After releasing a blurry background feature in Google Meet in mid-September 2020, Google is now rolling out a more advanced version of Google Meet, where you can replace the background with hand-picked images. Although late, Google’s machine learning algorithm behind the blurry/replace background looks superior to the early adopters like Zoom and Skype. But how is it any better? Unlike other video conferencing applications that fail to remove and replace your image precisely, especially while moving around, Google’s blurry/replace does not look artificial; your image will never look detached from the background. So, what is the machine learning technique in Google Meet for blurry/replace backgrounds?
According to Google, existing solutions require installation of software, but Google Meet is equipped with state-of-the-art technology built with MediaPipe, an open-source framework that enables users to build and run machine learning pipelines on mobile, web, and edge devices, to work seamlessly in browsers.
Google released MediaPipe for the web on January 28, 2020, which was enabled by WebAssembly and accelerated by XNNPack ML Inference Library. Running a machine learning process in a browser is not a straightforward task when it comes to speed of execution. While Skype and Zoom rely on desktop applications for the best experience to get the computational power, Google Meet entirely relies on web browsers. To expedite the process on the web, Google made browsers convert WebAssembly instructions into native machine code that executes much faster than the traditional JavaScript code.

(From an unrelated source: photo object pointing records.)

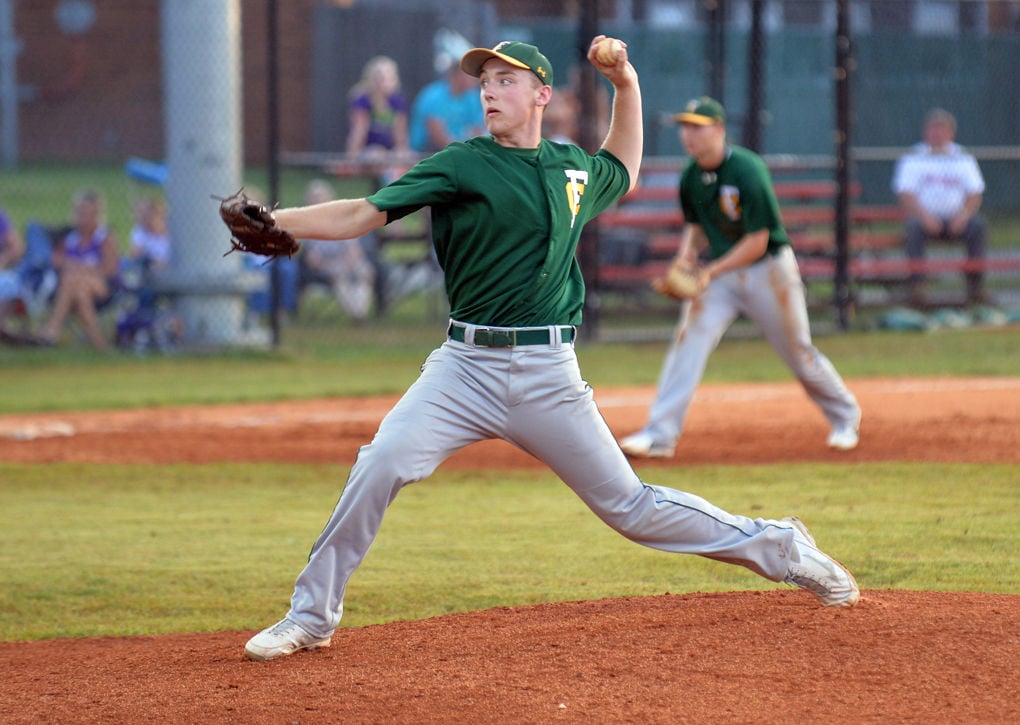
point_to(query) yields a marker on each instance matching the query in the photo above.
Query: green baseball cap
(702, 111)
(516, 53)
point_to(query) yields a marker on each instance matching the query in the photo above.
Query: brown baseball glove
(681, 281)
(253, 227)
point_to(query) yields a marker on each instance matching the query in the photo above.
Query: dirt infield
(735, 657)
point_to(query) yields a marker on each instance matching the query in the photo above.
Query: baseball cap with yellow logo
(702, 111)
(516, 53)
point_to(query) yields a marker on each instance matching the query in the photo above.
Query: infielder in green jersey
(731, 214)
(507, 211)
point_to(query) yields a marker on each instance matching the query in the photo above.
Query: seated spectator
(88, 263)
(378, 111)
(343, 265)
(939, 187)
(150, 240)
(11, 251)
(149, 252)
(448, 109)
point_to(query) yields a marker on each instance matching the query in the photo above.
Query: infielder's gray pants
(975, 239)
(534, 398)
(770, 294)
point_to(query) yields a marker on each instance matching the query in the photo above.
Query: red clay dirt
(733, 657)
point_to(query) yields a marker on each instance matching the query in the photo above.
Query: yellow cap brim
(694, 118)
(473, 59)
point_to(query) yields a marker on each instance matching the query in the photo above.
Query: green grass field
(94, 550)
(91, 550)
(132, 550)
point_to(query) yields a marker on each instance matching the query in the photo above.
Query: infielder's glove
(253, 227)
(681, 281)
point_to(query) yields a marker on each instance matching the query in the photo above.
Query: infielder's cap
(702, 111)
(516, 53)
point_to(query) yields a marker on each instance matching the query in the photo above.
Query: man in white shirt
(939, 187)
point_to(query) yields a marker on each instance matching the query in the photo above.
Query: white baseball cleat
(846, 436)
(817, 572)
(642, 445)
(285, 637)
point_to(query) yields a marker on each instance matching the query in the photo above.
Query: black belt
(485, 338)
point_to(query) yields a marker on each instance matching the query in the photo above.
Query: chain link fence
(176, 100)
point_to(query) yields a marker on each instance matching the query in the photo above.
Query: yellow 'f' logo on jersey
(729, 202)
(576, 179)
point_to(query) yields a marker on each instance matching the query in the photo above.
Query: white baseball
(608, 51)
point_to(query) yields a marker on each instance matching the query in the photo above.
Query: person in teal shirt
(444, 111)
(507, 210)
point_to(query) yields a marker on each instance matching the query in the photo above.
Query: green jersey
(731, 201)
(506, 224)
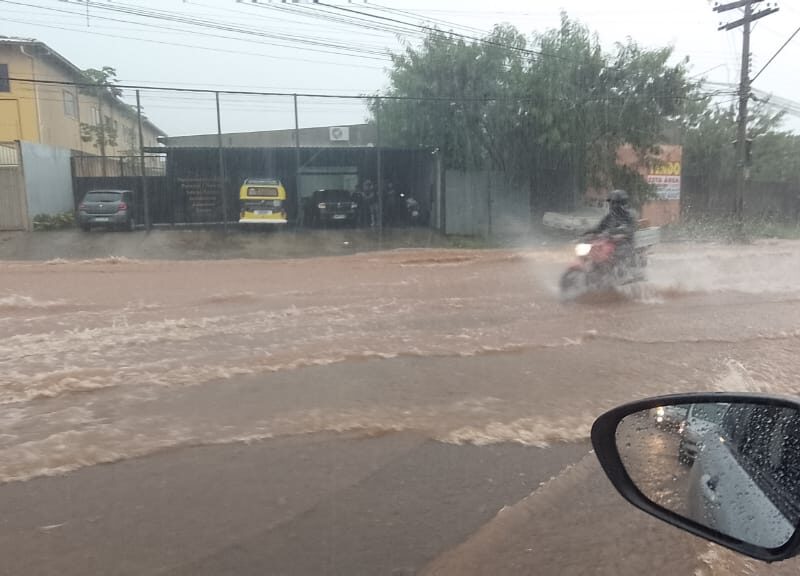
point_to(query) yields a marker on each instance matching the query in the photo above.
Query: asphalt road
(311, 504)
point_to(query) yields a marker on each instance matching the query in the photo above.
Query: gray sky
(163, 52)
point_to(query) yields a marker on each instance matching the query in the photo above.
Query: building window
(70, 105)
(5, 83)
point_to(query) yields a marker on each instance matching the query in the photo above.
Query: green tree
(550, 111)
(102, 132)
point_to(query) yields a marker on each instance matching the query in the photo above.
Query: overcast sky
(351, 59)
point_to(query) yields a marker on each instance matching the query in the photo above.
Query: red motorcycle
(603, 263)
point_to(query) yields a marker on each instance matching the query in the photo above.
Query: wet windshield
(103, 197)
(378, 268)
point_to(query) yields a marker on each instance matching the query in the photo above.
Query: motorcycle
(411, 210)
(601, 266)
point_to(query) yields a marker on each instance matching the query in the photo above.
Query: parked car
(109, 208)
(700, 420)
(330, 207)
(262, 202)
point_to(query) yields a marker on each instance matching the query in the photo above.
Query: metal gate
(13, 211)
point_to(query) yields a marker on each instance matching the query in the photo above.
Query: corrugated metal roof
(74, 70)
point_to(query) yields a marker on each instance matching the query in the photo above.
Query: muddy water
(107, 359)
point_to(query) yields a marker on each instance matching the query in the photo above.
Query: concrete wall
(485, 204)
(48, 179)
(13, 214)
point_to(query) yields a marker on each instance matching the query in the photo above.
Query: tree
(550, 111)
(102, 132)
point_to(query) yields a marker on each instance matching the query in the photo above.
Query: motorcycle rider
(620, 224)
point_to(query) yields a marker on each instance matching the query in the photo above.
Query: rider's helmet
(618, 200)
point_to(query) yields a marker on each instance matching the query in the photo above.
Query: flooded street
(461, 361)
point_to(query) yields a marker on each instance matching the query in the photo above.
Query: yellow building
(52, 114)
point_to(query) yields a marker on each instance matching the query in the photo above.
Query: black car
(325, 207)
(109, 208)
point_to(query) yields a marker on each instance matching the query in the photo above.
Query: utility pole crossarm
(736, 23)
(742, 147)
(734, 5)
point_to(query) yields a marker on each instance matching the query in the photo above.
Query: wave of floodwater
(61, 359)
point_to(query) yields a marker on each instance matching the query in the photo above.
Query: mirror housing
(604, 441)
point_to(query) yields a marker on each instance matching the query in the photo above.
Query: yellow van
(262, 201)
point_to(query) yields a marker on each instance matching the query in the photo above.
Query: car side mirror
(725, 467)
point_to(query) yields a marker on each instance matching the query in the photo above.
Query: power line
(195, 46)
(764, 67)
(332, 48)
(364, 97)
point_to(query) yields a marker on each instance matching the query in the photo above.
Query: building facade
(342, 136)
(53, 113)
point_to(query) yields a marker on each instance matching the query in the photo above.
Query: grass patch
(44, 222)
(727, 230)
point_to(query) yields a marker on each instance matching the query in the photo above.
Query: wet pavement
(369, 413)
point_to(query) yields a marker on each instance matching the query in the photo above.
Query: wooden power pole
(742, 147)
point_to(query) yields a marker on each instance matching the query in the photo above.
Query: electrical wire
(764, 67)
(195, 46)
(299, 44)
(364, 97)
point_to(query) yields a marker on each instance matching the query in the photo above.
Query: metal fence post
(221, 169)
(145, 198)
(379, 167)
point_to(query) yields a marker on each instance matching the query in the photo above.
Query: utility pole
(742, 148)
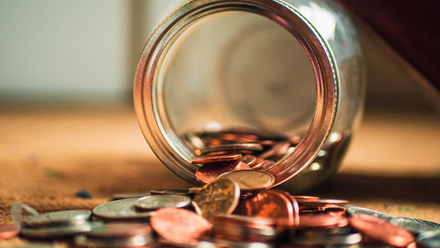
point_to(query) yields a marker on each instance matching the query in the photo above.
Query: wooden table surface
(49, 153)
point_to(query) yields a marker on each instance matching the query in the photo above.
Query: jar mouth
(148, 86)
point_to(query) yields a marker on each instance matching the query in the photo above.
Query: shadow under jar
(282, 70)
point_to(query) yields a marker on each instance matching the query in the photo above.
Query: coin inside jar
(120, 210)
(269, 204)
(230, 147)
(219, 197)
(215, 158)
(249, 180)
(162, 201)
(179, 226)
(212, 171)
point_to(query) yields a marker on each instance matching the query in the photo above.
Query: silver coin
(130, 195)
(354, 210)
(58, 218)
(119, 230)
(241, 244)
(55, 232)
(338, 239)
(120, 210)
(170, 192)
(429, 239)
(136, 241)
(249, 180)
(229, 147)
(162, 201)
(413, 225)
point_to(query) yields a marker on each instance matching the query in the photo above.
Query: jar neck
(148, 83)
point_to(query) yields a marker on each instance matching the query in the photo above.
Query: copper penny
(278, 148)
(249, 180)
(305, 198)
(248, 159)
(212, 171)
(218, 158)
(258, 164)
(121, 196)
(322, 220)
(244, 228)
(381, 230)
(229, 147)
(321, 204)
(179, 226)
(269, 204)
(219, 197)
(8, 231)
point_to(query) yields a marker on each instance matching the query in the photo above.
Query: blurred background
(83, 55)
(80, 51)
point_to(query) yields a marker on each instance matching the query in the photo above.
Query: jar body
(289, 67)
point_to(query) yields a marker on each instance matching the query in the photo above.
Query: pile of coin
(221, 214)
(236, 149)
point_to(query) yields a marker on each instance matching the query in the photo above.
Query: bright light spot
(213, 127)
(323, 20)
(315, 166)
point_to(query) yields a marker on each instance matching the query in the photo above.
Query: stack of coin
(59, 224)
(116, 235)
(228, 213)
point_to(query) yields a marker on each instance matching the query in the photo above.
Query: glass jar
(281, 68)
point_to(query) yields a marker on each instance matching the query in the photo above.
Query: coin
(162, 201)
(278, 148)
(212, 171)
(321, 204)
(179, 226)
(215, 158)
(249, 180)
(119, 230)
(230, 147)
(322, 220)
(249, 159)
(338, 239)
(354, 210)
(55, 232)
(130, 195)
(195, 190)
(58, 218)
(413, 225)
(265, 165)
(244, 228)
(269, 204)
(135, 241)
(184, 192)
(120, 210)
(381, 230)
(302, 198)
(221, 196)
(429, 239)
(8, 231)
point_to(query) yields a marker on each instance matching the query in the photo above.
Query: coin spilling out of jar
(223, 152)
(221, 214)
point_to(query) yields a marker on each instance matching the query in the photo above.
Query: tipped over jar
(281, 75)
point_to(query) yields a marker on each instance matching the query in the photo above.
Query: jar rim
(157, 131)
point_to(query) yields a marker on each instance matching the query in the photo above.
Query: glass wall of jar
(283, 70)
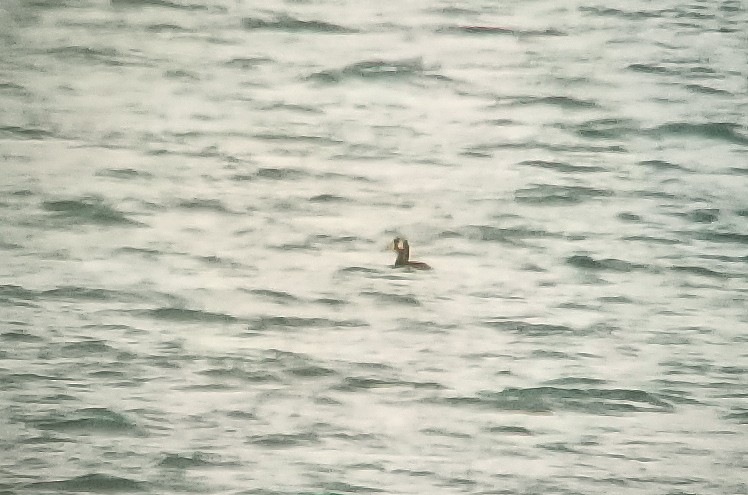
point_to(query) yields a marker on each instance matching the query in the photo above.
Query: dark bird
(402, 248)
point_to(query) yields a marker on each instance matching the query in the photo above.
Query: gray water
(195, 198)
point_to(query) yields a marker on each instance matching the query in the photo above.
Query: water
(196, 196)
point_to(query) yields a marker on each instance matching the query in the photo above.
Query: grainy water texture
(196, 196)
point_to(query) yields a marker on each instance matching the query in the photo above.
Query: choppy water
(195, 197)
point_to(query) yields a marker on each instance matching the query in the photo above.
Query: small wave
(561, 166)
(157, 3)
(87, 348)
(15, 132)
(559, 101)
(551, 194)
(273, 174)
(328, 198)
(88, 210)
(19, 336)
(196, 460)
(13, 89)
(247, 62)
(611, 12)
(508, 235)
(698, 88)
(650, 69)
(215, 205)
(106, 56)
(721, 236)
(284, 440)
(393, 298)
(724, 131)
(189, 315)
(700, 270)
(94, 483)
(498, 30)
(272, 322)
(549, 399)
(278, 296)
(288, 23)
(238, 373)
(123, 173)
(99, 420)
(373, 69)
(166, 28)
(606, 264)
(357, 383)
(605, 128)
(661, 165)
(177, 74)
(529, 329)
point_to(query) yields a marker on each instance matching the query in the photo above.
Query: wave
(373, 69)
(607, 264)
(551, 194)
(530, 329)
(188, 315)
(32, 133)
(93, 483)
(123, 173)
(288, 322)
(157, 3)
(89, 420)
(556, 100)
(625, 14)
(357, 383)
(561, 166)
(387, 298)
(723, 131)
(482, 29)
(106, 56)
(292, 24)
(597, 401)
(88, 210)
(197, 459)
(284, 440)
(270, 173)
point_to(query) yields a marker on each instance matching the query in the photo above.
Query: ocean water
(195, 199)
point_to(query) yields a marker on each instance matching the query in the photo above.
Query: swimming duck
(402, 248)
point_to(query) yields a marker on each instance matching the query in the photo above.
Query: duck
(402, 248)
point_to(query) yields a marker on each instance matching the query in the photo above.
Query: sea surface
(195, 202)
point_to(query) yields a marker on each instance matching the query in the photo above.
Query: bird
(402, 248)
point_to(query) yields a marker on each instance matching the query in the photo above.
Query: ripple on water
(88, 210)
(93, 483)
(89, 420)
(557, 195)
(294, 25)
(595, 401)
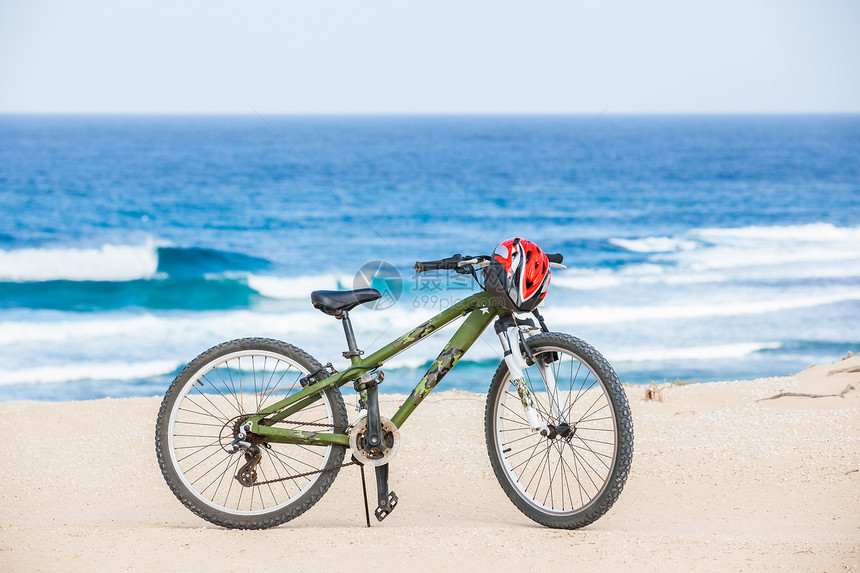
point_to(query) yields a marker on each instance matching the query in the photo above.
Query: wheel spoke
(564, 474)
(202, 424)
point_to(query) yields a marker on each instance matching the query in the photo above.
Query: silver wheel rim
(558, 477)
(197, 434)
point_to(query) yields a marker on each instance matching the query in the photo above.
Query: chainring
(373, 456)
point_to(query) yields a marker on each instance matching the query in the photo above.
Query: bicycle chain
(351, 463)
(314, 472)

Machine learning in Google Meet segments users from the original background with inference to compute a low-resolution mask. On further refining the mask, the video is rendered with WebGL2 (Web Graphics Libraries)–a JavaScript API for rendering high-performance interactive 3D and 2D graphics without the need for plugins.
The segmentation model is run in real-time on the web using the client’s CPU, which is accelerated with the XNNPACK library and SIMD. To further consider the speed, the model varies its performance on high-end and low-end devices; a full pipeline is run on high-end devices, but on low-end devices, mask refinement is bypassed. Further, to reduce the need for floating-point operations (FLOPs) in browsers while processing every frame, the researchers downsample the image size before feeding it to the model.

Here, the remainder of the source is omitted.